Dans ce cas, deux versions de l'œuvre existent : la gravure sur pierre originale (la lithographie originale) mais aussi sa copie reproduite, qui est généralement dupliquée sous forme de granolithographie, de chromolithographie, de photolithographie, d'impression Giclée, etc. À première vue, mais également sur les photos que l'on trouve sur Internet, ces trois estampes sont plus ou moins identiques.
Ce qui est particulièrement troublant, dans ce genre de cas, c'est que même dans la réalité, ces trois images ont la même taille, c'est-à-dire que les dimensions des représentations sont identiques. Imaginez, maintenant, que vous tombez, sur Internet, sur le tirage du milieu ou de droite accompagné de la phrase citée plus haut : ne seriez-vous pas tenté de penser « Formidable ! Je vais acquérir à moindre frais la lithographie de valeur que j'ai vu exposée il y a peu ! » ? Vous tomberiez alors dans le panneau d'un procédé de plus en plus fréquent qui se caractérise par l'usage imprécis, souvent flou et abusif du mot « lithographie » par les profanes, mais aussi par des marchands malhonnêtes.
L'on ne peut nier une certaine complicité chez celui qui se prête à ce jeu et qui pense avoir acheté quelque chose de valeur à un prix défiant toute concurrence. De la même façon, vous feriez-vous avoir par une offre qui vous promet un « collier doré dans une édition de luxe limité, rare ! » ? Une telle formule vous laisserait-elle penser que vous achetez un bijou en or véritable ? Sûrement pas.
Première conclusion : de la même manière que le mot « bijou » peut désigner aussi bien un bijou précieux qu'un bijou fantaisie, le terme « lithographie » peut désigner les estampes originales de valeur mais aussi les copies (tirages d'art). Il faut toujours lire les textes de vente avec la plus grande vigilance. Si vous avez un doute sur le fait qu'il s'agisse d'une lithographie (ou gravure sur pierre) originale ou d'une reproduction lithographique, posez la question au fournisseur et demandez-lui une preuve écrite d'authenticité.

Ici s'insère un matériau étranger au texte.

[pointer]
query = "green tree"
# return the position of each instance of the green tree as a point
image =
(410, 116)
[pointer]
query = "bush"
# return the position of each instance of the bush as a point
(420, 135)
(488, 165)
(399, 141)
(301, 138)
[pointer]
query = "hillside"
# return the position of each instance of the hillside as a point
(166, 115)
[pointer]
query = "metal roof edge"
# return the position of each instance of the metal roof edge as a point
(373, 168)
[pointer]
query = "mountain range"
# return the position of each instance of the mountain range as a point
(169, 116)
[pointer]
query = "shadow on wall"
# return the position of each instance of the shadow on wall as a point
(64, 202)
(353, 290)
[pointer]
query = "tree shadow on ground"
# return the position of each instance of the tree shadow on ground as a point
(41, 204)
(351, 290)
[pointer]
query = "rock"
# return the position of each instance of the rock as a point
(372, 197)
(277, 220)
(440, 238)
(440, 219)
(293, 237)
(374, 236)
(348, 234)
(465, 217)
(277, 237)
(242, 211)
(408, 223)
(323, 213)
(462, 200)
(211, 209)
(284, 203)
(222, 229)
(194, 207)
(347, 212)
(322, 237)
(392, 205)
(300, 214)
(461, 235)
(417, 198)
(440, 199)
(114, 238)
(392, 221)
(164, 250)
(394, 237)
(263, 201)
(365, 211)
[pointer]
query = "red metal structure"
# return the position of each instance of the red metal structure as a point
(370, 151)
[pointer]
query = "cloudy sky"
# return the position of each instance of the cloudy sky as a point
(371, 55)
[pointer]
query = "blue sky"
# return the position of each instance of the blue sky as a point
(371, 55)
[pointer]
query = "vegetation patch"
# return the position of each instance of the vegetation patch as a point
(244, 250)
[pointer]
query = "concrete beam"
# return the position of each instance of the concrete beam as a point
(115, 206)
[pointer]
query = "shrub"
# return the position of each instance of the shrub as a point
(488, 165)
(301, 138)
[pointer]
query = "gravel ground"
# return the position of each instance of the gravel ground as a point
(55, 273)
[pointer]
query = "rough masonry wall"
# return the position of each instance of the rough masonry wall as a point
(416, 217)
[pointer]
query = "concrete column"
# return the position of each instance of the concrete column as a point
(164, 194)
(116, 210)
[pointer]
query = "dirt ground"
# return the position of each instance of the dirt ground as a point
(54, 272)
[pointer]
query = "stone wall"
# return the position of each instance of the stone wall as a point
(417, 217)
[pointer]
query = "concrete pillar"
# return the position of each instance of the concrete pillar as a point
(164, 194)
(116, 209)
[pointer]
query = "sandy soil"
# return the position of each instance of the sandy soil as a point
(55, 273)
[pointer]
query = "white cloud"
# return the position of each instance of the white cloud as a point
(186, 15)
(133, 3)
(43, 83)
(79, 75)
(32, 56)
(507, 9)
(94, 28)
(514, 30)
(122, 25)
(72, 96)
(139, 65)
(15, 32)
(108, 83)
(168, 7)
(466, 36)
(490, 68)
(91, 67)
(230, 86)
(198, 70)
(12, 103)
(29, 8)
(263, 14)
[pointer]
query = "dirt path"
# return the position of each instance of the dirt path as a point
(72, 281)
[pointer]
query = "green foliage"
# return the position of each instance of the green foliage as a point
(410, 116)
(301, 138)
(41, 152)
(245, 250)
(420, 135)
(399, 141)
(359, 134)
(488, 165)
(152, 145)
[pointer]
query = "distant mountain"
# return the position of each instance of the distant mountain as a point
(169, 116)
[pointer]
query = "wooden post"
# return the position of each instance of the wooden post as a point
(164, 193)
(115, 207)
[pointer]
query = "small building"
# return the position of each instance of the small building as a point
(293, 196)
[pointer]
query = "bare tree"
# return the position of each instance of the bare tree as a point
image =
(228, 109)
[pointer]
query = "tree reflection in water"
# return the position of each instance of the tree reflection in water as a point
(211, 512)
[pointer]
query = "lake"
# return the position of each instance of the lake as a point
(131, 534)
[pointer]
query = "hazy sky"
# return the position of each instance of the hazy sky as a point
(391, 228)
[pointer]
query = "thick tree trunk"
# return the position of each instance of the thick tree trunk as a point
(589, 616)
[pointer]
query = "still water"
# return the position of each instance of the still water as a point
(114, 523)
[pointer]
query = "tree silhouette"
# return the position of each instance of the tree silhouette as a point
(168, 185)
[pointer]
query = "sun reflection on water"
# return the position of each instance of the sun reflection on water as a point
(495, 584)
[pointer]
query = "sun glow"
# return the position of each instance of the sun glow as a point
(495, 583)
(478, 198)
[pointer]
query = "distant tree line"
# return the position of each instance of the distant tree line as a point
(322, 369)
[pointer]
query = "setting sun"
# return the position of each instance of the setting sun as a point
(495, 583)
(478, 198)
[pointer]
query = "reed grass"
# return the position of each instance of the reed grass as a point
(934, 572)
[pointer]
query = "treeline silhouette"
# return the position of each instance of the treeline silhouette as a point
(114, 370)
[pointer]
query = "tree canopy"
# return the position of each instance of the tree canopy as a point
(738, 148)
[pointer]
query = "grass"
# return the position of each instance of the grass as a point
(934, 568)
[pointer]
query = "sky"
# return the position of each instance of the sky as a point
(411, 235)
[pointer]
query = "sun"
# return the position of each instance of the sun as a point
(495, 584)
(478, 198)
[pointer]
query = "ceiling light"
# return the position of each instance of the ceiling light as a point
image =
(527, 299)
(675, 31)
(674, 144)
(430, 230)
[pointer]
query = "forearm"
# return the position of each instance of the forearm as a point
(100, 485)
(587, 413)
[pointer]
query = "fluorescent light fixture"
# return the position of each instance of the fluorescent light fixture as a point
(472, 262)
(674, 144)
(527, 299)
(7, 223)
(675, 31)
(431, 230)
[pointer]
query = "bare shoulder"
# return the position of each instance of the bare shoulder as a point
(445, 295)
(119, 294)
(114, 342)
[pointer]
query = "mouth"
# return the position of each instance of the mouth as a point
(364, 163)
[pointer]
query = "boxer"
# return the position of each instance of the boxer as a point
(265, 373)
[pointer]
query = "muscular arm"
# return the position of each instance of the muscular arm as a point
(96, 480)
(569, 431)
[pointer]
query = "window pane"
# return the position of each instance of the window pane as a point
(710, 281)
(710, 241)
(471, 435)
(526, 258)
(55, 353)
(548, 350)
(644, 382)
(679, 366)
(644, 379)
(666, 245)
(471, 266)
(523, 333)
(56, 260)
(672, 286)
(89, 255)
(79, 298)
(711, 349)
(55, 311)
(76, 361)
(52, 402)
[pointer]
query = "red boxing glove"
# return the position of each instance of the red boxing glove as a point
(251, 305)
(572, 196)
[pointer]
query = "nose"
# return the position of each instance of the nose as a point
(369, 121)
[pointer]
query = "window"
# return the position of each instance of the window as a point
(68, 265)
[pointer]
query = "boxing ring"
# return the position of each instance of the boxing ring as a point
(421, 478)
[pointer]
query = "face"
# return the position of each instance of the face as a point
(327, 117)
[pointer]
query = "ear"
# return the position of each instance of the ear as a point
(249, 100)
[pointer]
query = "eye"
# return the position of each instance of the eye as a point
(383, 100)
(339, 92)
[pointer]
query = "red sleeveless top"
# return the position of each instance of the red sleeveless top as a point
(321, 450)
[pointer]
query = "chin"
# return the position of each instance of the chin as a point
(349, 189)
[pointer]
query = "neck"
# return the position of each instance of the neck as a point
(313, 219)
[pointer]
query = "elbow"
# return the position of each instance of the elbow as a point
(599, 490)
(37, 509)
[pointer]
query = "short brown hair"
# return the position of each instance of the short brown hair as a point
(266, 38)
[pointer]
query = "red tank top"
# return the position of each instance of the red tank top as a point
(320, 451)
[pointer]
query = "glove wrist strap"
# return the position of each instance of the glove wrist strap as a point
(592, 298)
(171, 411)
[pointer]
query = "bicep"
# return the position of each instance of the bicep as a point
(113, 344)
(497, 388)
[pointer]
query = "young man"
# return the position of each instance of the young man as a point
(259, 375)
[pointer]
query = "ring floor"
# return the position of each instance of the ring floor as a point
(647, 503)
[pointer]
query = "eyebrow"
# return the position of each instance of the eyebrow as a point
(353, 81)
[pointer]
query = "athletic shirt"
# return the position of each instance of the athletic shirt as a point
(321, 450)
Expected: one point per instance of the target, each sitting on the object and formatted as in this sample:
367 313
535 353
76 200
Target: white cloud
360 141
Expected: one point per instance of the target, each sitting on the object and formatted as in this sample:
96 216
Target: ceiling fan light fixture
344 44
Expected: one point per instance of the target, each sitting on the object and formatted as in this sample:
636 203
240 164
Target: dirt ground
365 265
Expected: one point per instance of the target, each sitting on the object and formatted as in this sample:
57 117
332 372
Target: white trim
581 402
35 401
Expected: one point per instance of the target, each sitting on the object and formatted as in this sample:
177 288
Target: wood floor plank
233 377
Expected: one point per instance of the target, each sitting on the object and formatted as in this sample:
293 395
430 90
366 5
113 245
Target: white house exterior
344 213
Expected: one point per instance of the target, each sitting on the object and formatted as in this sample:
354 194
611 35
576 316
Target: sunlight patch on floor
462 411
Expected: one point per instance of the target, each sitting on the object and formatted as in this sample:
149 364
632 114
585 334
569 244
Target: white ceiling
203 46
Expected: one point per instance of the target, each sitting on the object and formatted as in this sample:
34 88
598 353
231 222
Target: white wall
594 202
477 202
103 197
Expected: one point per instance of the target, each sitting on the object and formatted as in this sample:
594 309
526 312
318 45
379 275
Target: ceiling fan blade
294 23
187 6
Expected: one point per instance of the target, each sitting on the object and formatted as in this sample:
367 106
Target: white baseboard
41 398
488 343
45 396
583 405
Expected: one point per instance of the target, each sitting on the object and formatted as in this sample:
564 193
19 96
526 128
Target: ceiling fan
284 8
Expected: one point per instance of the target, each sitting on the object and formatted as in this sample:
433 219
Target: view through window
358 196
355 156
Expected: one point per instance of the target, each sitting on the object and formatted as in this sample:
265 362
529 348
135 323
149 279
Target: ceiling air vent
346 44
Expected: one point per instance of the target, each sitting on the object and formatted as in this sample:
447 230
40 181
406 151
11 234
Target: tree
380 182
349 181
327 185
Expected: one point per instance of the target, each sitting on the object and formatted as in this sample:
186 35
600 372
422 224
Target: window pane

Celui qui suit les ventes d'estampes sur des sites marchands se frottera souvent les yeux d'étonnement : on peut y voir des sommes étonnamment élevées avec l'affirmation selon laquelle l'estampe serait « originale » - pour quelque chose qui s'avère en réalité être une copie de l'originale obtenue par une technique de reproduction photomécanique (soit un tirage d'art). Mais en regardant de plus près encore, vous pourrez découvrir le procédé suivant (que l'on trouve à foison sur Internet) :
Les copies ultérieures (réimpressions) d'un original de grande valeur, multipliées par le détenteur des droits (souvent des sociétés de gestion collective) dans un but commercial en édition numérotée (« tirage limité ») et imprimées à la main par les professionnels de la copie, sont systématiquement proposées avec référence à l'œuvre d'origine. Ainsi les descriptifs surchargés d'articles mettent-ils en exergue « le caractère unique » de l'article dont l'authenticité ou l'originalité est justifiée par un « certificat d'authenticité », une « expertise » et de prétendues références (se rapportant bien entendu à l'original et non pas à la copie proposée).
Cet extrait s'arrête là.